Kiran thinks my mammogram five years ago turned out clean. But even if I had told him the results, he’d deem any suspicious findings normal—probably just cysts or dense tissue or an unclear image. “There are too many false positives in this field,” he told me early in his breast cancer classification phase. “It’s too easy to confuse pectoral muscle density with breast fatty tissue and tumor region densities. The technology to remove these artifacts just isn’t there.”

The room smells like chlorhexidine. This used to be my favorite smell on Mom. She’d return home and bring in a gust of the hospital. I admired how her work seemed to infuse itself into her essence, how she brought back a different world to me. Mom said the scent penetrated you so deeply you become part of the process of healing. I watch people in blue scrubs walk by, glass and fog-tinted windows casting a backdrop behind the lobby desk, making the room feel both confined and endless. I feel like an imposter, a vessel harboring problems like gold, in need of healing listed out in rows on an insurance statement.
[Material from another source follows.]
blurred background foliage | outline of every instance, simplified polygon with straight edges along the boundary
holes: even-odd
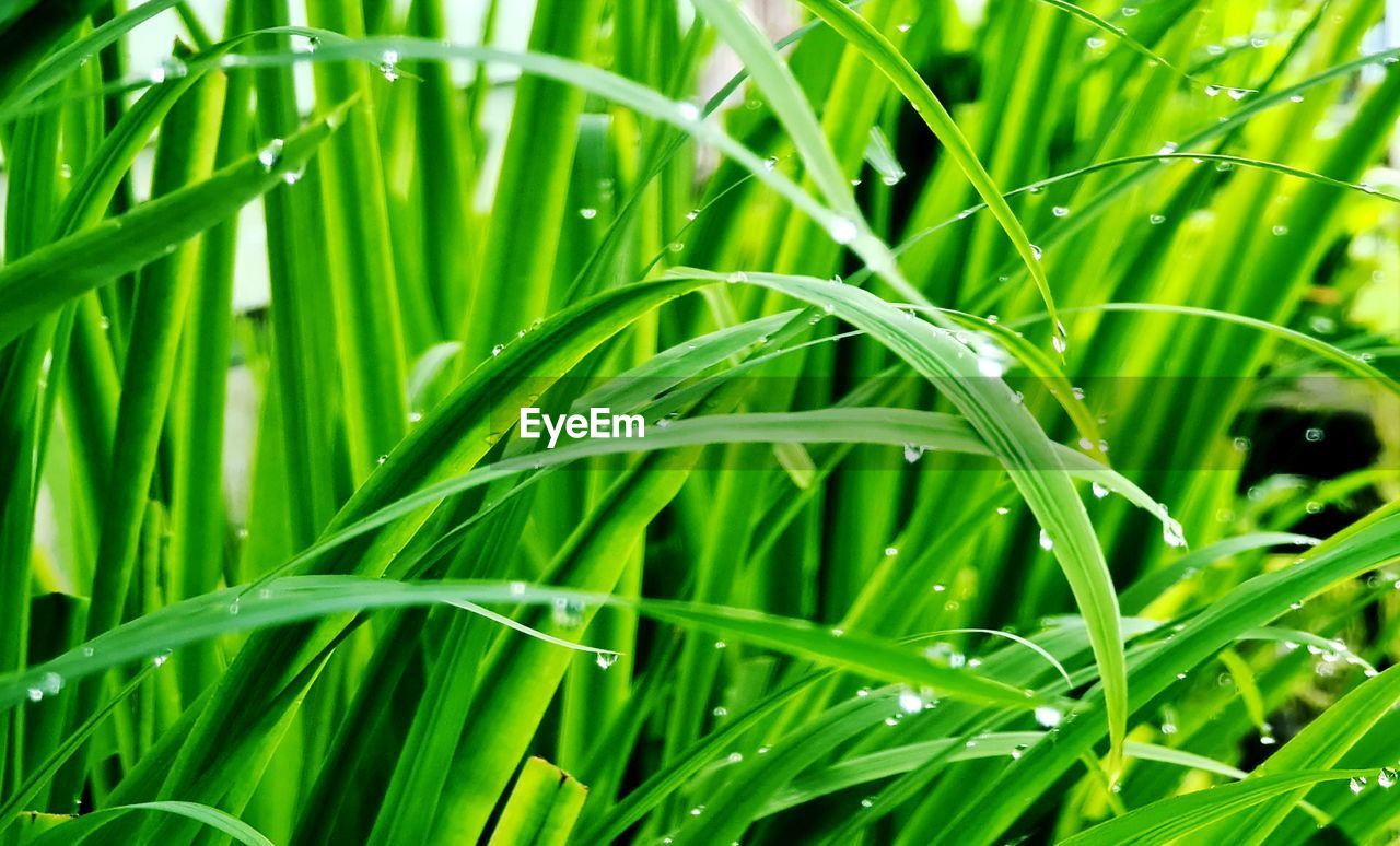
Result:
[[[1392,842],[1400,8],[851,8],[0,3],[0,839]]]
The technician leads me to a room where I can change into a gown.

“The compression might be a little uncomfortable, but it’s important,” the technician says. “We need the tissue to spread and flatten so we can have a clear view and minimize the radiation required to make the image.”

The lab technician places one breast at a time on the flat surface and a compression paddle lowers to flatten out my flesh. I feel like a microbe squished between a slide and sitting under the lens of a microscope.
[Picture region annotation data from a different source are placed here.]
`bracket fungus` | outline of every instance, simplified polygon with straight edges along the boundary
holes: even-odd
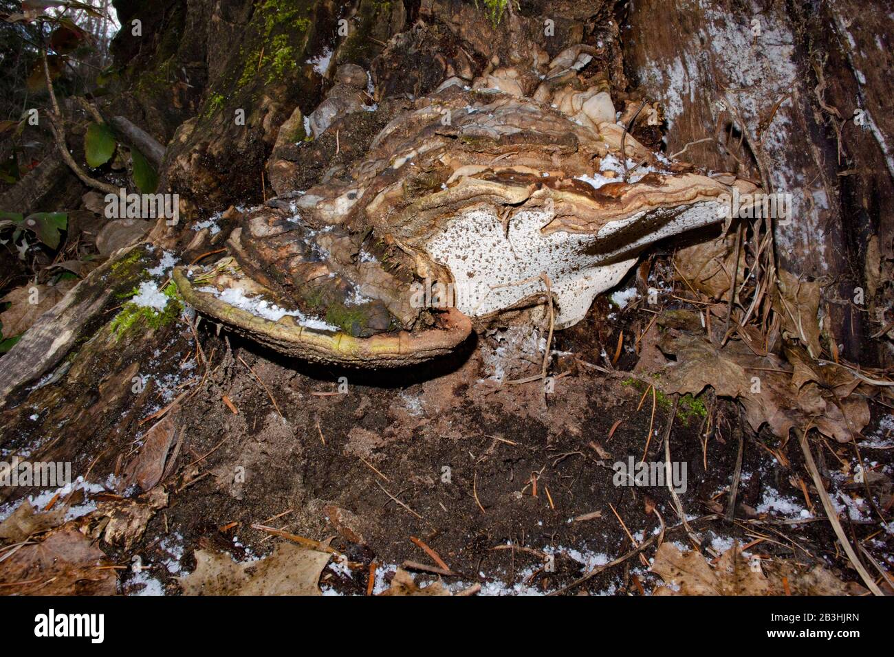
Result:
[[[576,46],[540,76],[451,76],[350,171],[245,213],[230,257],[175,272],[184,299],[275,350],[367,367],[448,353],[550,302],[554,327],[573,325],[650,244],[724,221],[734,190],[756,189],[628,134],[604,83],[581,85],[590,59]],[[433,282],[449,303],[419,302]],[[296,309],[265,316],[251,299]]]

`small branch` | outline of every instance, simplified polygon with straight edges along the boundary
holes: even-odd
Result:
[[[91,178],[84,173],[84,170],[78,166],[78,163],[74,161],[72,157],[72,154],[68,152],[68,146],[65,143],[65,128],[64,128],[64,118],[63,117],[62,110],[59,109],[59,102],[56,100],[55,93],[53,90],[53,80],[50,78],[50,67],[46,63],[46,51],[41,51],[41,55],[44,60],[44,78],[46,80],[46,89],[50,94],[50,102],[53,105],[53,113],[47,114],[50,119],[50,131],[53,133],[53,139],[55,141],[56,147],[59,149],[59,154],[62,156],[63,160],[68,164],[68,167],[74,172],[74,174],[80,179],[88,187],[92,187],[95,190],[99,190],[100,191],[105,191],[106,194],[118,194],[118,189],[107,182],[101,182],[100,181]],[[56,121],[59,124],[56,125]]]
[[[844,548],[845,552],[848,554],[848,558],[850,560],[851,565],[854,569],[862,577],[864,583],[873,592],[875,595],[882,595],[881,589],[878,587],[875,584],[875,580],[873,579],[872,576],[864,567],[863,563],[860,561],[859,558],[856,556],[856,552],[854,552],[853,546],[850,544],[850,541],[848,540],[848,535],[844,533],[844,528],[841,526],[841,521],[839,520],[838,511],[835,510],[835,507],[832,506],[831,500],[829,499],[829,493],[826,493],[825,487],[822,485],[822,478],[820,476],[820,471],[816,468],[816,462],[814,460],[814,455],[810,451],[810,445],[807,444],[807,434],[798,429],[795,429],[795,434],[797,435],[798,442],[801,443],[801,451],[804,452],[805,463],[807,466],[807,469],[810,471],[810,476],[814,479],[814,485],[816,486],[816,493],[820,496],[820,500],[822,501],[822,508],[826,511],[826,516],[829,517],[829,522],[832,526],[832,529],[835,530],[835,535],[838,536],[839,541],[841,542],[841,547]]]
[[[127,141],[146,156],[156,169],[161,168],[162,160],[164,159],[165,148],[155,137],[144,131],[142,128],[134,125],[124,116],[113,116],[109,123],[116,131],[124,135]]]

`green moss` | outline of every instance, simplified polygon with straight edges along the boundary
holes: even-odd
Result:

“It gets easier with age, as breasts get less dense,” the technician says. I realize I’ve been grimacing, although I don’t know why. It doesn’t hurt, and even if it did, I think I deal with pain pretty well. I’ve hiked for hours with blisters blooming on my feet without complaint. Kiran says that’s not dealing with pain well and I need to stop this whole “eating bitterness” even though it seemed to have worked well for my parents who slept three hours a day when they first had me and were navigating their part-time jobs at the Golden Dragon Chinese Buffet while studying for their qualifiers. The technician is efficient and finishes within thirty minutes. I am happy to pull a shirt back over me.

Kiran is sitting by the toy train station where a few kids are playing. He looks expectant.

“Aren’t we going back?” I ask.

“How was it?”

“Normal.”

“Was there anything wrong?”

I’m annoyed. “You know they don’t have results until some time later. A radiologist has to take a look.”

“I don’t like it when you speak to me like I’m stupid.” Kiran has never been afraid of bringing up his complaints. I prefer to stay quiet and let things blow over. Plus, I’m sure he’d rather contemplate upside-down horses and blood oxygen levels.

“So, you’re just not going to say anything?” He continues.

“Results should come in under thirty days,” I reply, crossing my arms, waiting for him to stand and head to the parking lot. I wonder if Kiran considers mammograms humanity-saving technology, and if so, why he didn’t continue developing his XGBoost-based algorithm from within his cordoned-off cave in our bedroom, clacking against the keyboard and cursing MATLAB’s CPU usage while I headed out on my sporadic evening drives, wondering if highways ever come to an end. That would’ve saved so many lives too, far more than just mine.